Increase the number of iterations (max_iter) or scale the data as shown in:
    https://scikit-learn.org/stable/modules/preprocessing.html
Please also refer to the documentation for alternative solver options:
    https://scikit-learn.org/stable/modules/linear_model.html#logistic-regression
  n_iter_i = _check_optimize_result(

The result is surprising. It means that having a different room assigned decreases the chances of a cancellation. There’s more to unpack here: is this the correct causal effect? Could it be that different rooms are assigned only when the booked room is unavailable, and therefore assigning a different room has a positive effect on the customer (as opposed to not assigning a room)?

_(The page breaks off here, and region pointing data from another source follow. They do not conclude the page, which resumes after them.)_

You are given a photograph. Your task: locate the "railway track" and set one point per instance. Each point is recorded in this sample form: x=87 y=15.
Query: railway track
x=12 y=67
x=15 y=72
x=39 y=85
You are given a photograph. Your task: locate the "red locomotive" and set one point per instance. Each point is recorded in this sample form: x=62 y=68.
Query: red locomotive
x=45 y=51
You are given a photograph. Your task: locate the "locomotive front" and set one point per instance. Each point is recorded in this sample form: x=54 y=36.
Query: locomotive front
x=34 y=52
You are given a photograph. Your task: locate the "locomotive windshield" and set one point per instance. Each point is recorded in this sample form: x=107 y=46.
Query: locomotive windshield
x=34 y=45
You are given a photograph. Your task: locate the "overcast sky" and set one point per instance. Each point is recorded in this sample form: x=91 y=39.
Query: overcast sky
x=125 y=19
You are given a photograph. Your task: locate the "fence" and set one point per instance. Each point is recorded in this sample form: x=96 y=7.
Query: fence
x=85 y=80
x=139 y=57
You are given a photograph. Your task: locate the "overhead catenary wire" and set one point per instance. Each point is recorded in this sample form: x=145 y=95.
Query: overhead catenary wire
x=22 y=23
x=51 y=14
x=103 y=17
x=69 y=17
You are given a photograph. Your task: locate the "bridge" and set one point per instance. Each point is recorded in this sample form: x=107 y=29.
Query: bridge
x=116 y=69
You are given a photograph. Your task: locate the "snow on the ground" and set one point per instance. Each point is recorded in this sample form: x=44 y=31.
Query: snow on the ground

There could also be other mechanisms at play. Perhaps assigning a different room only happens at check-in, and the chances of a cancellation once the customer is already at the hotel are low? In that case, the graph is missing a critical variable on when these events happen. Does different_room_assigned happen mostly on the day of the booking? Knowing that variable can help improve the graph and our analysis.

While the associational analysis earlier indicated a positive correlation between is_canceled and different_room_assigned, estimating the causal effect using DoWhy presents a different picture. It implies that a decision/policy to reduce the number of different_room_assigned at hotels may be counter-productive.

Step-4. Refute results#

Note that the causal part does not come from data. It comes from your assumptions that lead to identification. Data is simply used for statistical estimation. Thus it becomes critical to verify whether our assumptions were even correct in the first step or not!

What happens when another common cause exists? What happens when the treatment itself was placebo?

Method-1#

Random Common Cause:- Adds randomly drawn covariates to data and re-runs the analysis to see if the causal estimate changes or not. If our assumption was originally correct then the causal estimate shouldn’t change by much.

[17]:
refute1_results=model.refute_estimate(identified_estimand, estimate,
        method_name="random_common_cause")
print(refute1_results)
Refute: Add a random common cause
Estimated effect:-0.2622285649999514
New effect:-0.26222856499995134
p value:1.0

Method-2#

Placebo Treatment Refuter:- Randomly assigns any covariate as a treatment and re-runs the analysis. If our assumptions were correct then this newly found out estimate should go to 0.

[18]:
refute2_results=model.refute_estimate(identified_estimand, estimate,
        method_name="placebo_treatment_refuter")
print(refute2_results)
Refute: Use a Placebo Treatment
Estimated effect:-0.2622285649999514
New effect:0.05494504071251643
p value:0.0

Method-3#

Data Subset Refuter:- Creates subsets of the data(similar to cross-validation) and checks whether the causal estimates vary across subsets. If our assumptions were correct there shouldn’t be much variation.

[19]:
refute3_results=model.refute_estimate(identified_estimand, estimate,
        method_name="data_subset_refuter")
print(refute3_results)
Refute: Use a subset of data
Estimated effect:-0.2622285649999514
New effect:-0.26222221238219634
p value:0.94

We can see that our estimate passes all three refutation tests. This does not prove its correctness, but it increases confidence in the estimate.